# Data Wrangling

Step one is load up all the libraries I'll need for wrangling.

In [1]:
import pandas as pd
import numpy as np
import warnings
import re
from nltk.tokenize import WhitespaceTokenizer
from nltk.stem.wordnet import WordNetLemmatizer
from nltk.corpus import stopwords
stop = stopwords.words('english')
from library.sb_utils import save_file
warnings.filterwarnings("ignore")

Next, I'll load the data. Right now, the data is split into reviews and products, and I need to consolidate them into a single dataframe.

In [2]:
reviews = pd.read_csv('../data/combined/reviews.csv')
products = pd.read_csv('../data/combined/products.csv')

## Creating A Single DataFrame

So there are two different dataframes to work with. They are `reviews` and `products`. Unsurprisingly, these both correspond to the individual reviews and the details of each flavor. I'll start by looking at the first few rows of each dataframe.

In [3]:
reviews.head(3)

Unnamed: 0,brand,key,author,date,stars,title,helpful_yes,helpful_no,text,taste,ingredients,texture,likes
0,bj,0_bj,Ilovebennjerry,2017-04-15,3,Not enough brownies!,10.0,3.0,"Super good, don't get me wrong.
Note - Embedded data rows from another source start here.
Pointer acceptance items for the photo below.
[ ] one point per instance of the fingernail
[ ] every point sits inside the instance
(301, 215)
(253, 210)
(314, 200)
But I came for...",,,,
1,bj,0_bj,Sweettooth909,2020-01-05,5,I’m OBSESSED with this pint!,3.0,0.0,I decided to try it out although I’m not a hug...,,,,
2,bj,0_bj,LaTanga71,2018-04-26,3,My favorite...More Caramel Please,5.0,2.0,My caramel core begins to disappear about half...,,,,


In [29]:
reviews.head(3).to_markdown(index=False)

"| brand   | key   | author         | date       |   stars | title                             |   helpful_yes |   helpful_no | text                                                                                                                                                                                                                                                                                                                                                                                                                                                                                                                                                                                                                                                                                                                                        |   taste |   ingredients |   texture |   likes |\n|:--------|:------|:---------------|:-----------|--------:|:----------------------------------|----------

In [5]:
products.head(3)

Unnamed: 0,brand,key,name,subhead,description,rating,rating_count,ingredients
0,bj,0_bj,Salted Caramel Core,Sweet Cream Ice Cream with Blonde Brownies & a...,Find your way to the ultimate ice cream experi...,3.7,208,"CREAM, SKIM MILK, LIQUID SUGAR (SUGAR, WATER),..."
1,bj,1_bj,Netflix & Chilll'd™,Peanut Butter Ice Cream with Sweet & Salty Pre...,There’s something for everyone to watch on Net...,4.0,127,"CREAM, SKIM MILK, LIQUID SUGAR (SUGAR, WATER),..."
2,bj,2_bj,Chip Happens,A Cold Mess of Chocolate Ice Cream with Fudge ...,Sometimes “chip” happens and everything’s a me...,4.7,130,"CREAM, LIQUID SUGAR (SUGAR, WATER), SKIM MILK,..."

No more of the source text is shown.